FBI Looking To Use Amazon’s Facial Recognition Tech To ‘Recognize’ Stuff That Isn’t People’s Faces
A half-decade ago, Amazon was an emerging player on the facial recognition scene. Its proprietary blend was called Rekognition." At the outset, Amazon was definitely interested in getting it in the hands of as many cops as possible. Documents obtained by the ACLU showed the company was courting law enforcement agencies, seeking to sell them a high-powered facial recognition variant capable of doing things its competition couldn't.
Rekognitioncan identify, track, and analyze people in real time and recognize up to 100 people in a single image. It can quickly scan information it collects against databases featuring tens of millions of faces,according to Amazon.
Like other providers of technology to law enforcement, Amazon kept this under wraps by tying up public agencies with restrictive non-disclosure agreements, agreements law enforcement agencies cited while rejecting public records requests.
Rekognition, as powerful as it was, still suffered from the major flaws inherent in its competitors. It performed much worse when applied to minorities and women, resulting in 28 members of Congress (most of them people of color) being misidentified as wanted criminals during a test run of the product by the ACLU.
This very public failure was soon followed by a string of very public failures (i.e., the killing of Americans, most of them minorities) by law enforcement agents, culminating in the murder of George Floyd by Minneapolis police officer Derek Chauvin, an event that prompted demonstrations across the United States.

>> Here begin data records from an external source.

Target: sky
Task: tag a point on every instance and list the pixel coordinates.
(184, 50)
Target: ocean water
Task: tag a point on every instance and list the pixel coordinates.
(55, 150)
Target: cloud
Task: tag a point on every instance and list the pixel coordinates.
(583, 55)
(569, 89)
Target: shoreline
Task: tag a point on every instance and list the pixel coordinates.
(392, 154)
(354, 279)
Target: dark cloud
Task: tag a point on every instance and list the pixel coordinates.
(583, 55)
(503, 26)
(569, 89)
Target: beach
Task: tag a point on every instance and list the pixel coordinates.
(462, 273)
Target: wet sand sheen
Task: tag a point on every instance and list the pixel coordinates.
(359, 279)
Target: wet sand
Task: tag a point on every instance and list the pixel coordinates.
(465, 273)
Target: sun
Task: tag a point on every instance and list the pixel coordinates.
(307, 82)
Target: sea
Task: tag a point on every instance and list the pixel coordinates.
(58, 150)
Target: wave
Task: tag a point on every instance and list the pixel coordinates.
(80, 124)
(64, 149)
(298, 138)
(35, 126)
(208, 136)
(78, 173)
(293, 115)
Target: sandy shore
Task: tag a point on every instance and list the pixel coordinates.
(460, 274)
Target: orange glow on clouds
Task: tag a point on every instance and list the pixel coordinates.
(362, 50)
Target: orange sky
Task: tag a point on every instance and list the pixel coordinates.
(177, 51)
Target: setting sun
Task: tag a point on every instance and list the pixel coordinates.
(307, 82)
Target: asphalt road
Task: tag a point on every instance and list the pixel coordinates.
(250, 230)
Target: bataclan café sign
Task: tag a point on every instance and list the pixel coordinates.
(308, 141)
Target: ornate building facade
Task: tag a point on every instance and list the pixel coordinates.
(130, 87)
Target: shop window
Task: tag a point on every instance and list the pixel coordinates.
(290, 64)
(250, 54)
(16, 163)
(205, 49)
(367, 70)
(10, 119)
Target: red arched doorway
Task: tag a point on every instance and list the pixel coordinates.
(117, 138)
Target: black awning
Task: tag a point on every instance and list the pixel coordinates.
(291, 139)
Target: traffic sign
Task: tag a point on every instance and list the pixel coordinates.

Amazon reconsidered its cop-forward position and decided it wasn't going to be part of the problem. In June 2020, it announced it would no longer be giving law enforcement agencies access to its facial recognition tech.
Given that it issued a hands off" notice to law enforcement, it's something of a surprise that it's now providing its Rekognition tech to the FBI, as Jessica Hardcastle reports for The Register.
The FBI plans to use Amazon's controversial Rekognition cloud service to extract information and insights from lawfully acquired images and videos," according to US Justice Department documents.
In its Agency Inventory of AI Use Cases, the DOJliststhe project, code-named Tyr, as being in the initiation" phase for the FBI, which intends to customize and use the technology to review and identify items containing nudity, weapons, explosives, and other identifying information."
That information comes from the DOJ's roundup of its in-progress AI projects [PDF]. And, at first glance, this would appear to violate Amazon's promise to keep this tech out of cop's hands.
But there are several caveats. As Amazon pointed out to The Register in response to a request for comment, it didn't actually say cops couldn't use the tech ever. They just couldn't use it to do the thing they were most likely to use it for had Amazon not restricted that aspect of it.
Amazon has implemented a moratorium on use of Amazon Rekognition's face comparison feature by police departments in connection with criminal investigations. This moratorium does not apply to use of Amazon Rekognition's face comparison feature to help identify or locate missing persons."
So, there's the loophole that law enforcement can use. And Amazon's overall restriction does not apply to government agencies that aren't in the business of law enforcement. However, the FBI is clearly a law enforcement agency and definitely would be interested in deploying another facial recognition option.
But, according to the DOJ document, Amazon's tech is going to be used to recognize" things that aren't human faces.
Amazon Rekognition offers pretrained and customizable computer vision (CV) capabilities to extract information and insights from lawfully acquired images and videos. Currently in initiation phase to customize to review and identify items containing nudity, weapons, explosives, and other identifying information.
Content moderation, but it's the FBI. The document doesn't explain the end goal of this use of the tech. And another project listed in the document suggests Amazon's tech is only part of the process. The other project also involves search content for certain things.
Computer vision algorithms trained using AI techniques are used to classify and identify content in lawfully acquired images and videos to enable a user to quickly find content" of interest in multimedia data. All results are reviewed by a human and no action is taken automatically based on the sole result of the algorithms.
Adding these together and it sure looks like the FBI is trolling the open web looking for evidence of criminal activity. That's a bit worrying if that's what's actually happening. It could be this tech would only be applied to content retrieved from seized devices or whatever, but the potential to convert the internet into an FBI fishing hole remains.
We'll see where this leads. Or, you know, maybe we won't. It all depends on how well the FBI can keep its secrets. And it's not the only concerning thing utilizing unproven tech on the list. The DOJ is also hooking up the ATF to existing ShotSpotter systems run by local law enforcement agencies, adding yet another way for false positives to go horribly wrong. And another ongoing project utilizes AI to scan documents to identify privileged communications between suspects and their lawyers, hopefully to prevent DOJ prosecutors from accidentally accessing these communications.
Amazon is back in the law enforcement business, even if its facial recognition tech isn't being used to search for faces. Then again, it never really left. It just allowed us to engage in our own assumptions about what its moratorium meant. And if we were wrong, well... that's on us.